❧
"Maria," diye sızlandım yatağında zıplarken. Bara gitmek için ikna etmeye çalışıyordum. "Ya sen neden çocuğa trip atıyorsun ki, o sarılmamış bile."
"Ona izin vermemesi gerekiyordu," dedi gözlerini kocaman açarken. "Ben eski sevgilimin boynuna atlıyor muyum Sara?"
"6 yıl önceydi ama," diye mırıldandım alttan alttan ona bakarak.
"Yani?"
"Çocuk sarılmamış diyorum,"
Başıyla beni onayladı, Jaehyun bunu bana söylememişti ama bunu öğrenmek istemiştim ve öğrenmiştim. O Naeun'a ellememişti bile ve Maria'nın kıskançlığının farklı bir boyutta olması işleri zorlaştırıyordu.

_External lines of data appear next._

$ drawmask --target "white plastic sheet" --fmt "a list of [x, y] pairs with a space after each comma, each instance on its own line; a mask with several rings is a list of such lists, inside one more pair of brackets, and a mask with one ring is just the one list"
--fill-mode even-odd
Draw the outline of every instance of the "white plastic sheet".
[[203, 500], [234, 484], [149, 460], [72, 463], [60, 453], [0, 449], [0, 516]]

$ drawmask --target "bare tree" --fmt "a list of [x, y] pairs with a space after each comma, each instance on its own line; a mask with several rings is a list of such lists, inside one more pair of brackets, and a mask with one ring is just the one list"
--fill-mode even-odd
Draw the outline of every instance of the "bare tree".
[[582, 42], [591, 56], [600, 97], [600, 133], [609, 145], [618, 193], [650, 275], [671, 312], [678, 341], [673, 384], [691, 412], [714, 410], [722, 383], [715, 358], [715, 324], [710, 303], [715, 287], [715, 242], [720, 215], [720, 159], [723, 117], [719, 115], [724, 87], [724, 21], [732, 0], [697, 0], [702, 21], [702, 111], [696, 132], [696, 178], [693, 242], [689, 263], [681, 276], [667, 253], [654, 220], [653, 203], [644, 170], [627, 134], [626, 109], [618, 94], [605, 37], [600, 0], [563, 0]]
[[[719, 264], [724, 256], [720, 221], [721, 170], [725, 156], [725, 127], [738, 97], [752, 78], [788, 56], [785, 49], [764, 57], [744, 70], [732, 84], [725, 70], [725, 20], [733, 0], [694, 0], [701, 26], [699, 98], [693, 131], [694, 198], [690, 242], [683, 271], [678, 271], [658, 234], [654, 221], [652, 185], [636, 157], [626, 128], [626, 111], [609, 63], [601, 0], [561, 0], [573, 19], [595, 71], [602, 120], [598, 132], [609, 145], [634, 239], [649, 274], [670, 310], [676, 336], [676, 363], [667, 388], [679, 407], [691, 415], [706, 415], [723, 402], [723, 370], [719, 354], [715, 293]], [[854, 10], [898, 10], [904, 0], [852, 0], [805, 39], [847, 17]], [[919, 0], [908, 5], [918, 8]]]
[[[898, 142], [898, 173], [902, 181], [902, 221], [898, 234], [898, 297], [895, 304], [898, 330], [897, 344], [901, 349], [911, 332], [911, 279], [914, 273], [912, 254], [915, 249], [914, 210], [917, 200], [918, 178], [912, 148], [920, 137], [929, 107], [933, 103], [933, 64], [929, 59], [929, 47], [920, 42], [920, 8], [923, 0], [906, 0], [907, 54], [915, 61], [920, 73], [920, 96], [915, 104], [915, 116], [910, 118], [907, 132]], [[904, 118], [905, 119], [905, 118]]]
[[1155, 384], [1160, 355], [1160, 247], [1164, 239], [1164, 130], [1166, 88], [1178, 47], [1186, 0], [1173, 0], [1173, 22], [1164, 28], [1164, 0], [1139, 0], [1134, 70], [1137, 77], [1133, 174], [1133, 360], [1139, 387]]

"Kalk gidiyoruz ya," diye bağırdım yatağından kalkarken odasının kapısının önünde durmuş çatık kaşlarımla ona bakıyordum. "15 dakikan var hazırlanmak için."
Temmuz ayının sonlarındaydık, odama geçtiğimde dolabımın kapaklarını açıp siyah kısa pileli eteği alıp üzerine beyaz renkli sıfır kollu dar tişörtü almıştım. Eteğin altına kısa dar sporcu şortunu giydiğimde saçlarımı düzleştirdim, şortu giymenin sebebi tamamen benim oturma problemlerim yüzündendi ve bir tarafımın gözükmesini istemiyordum.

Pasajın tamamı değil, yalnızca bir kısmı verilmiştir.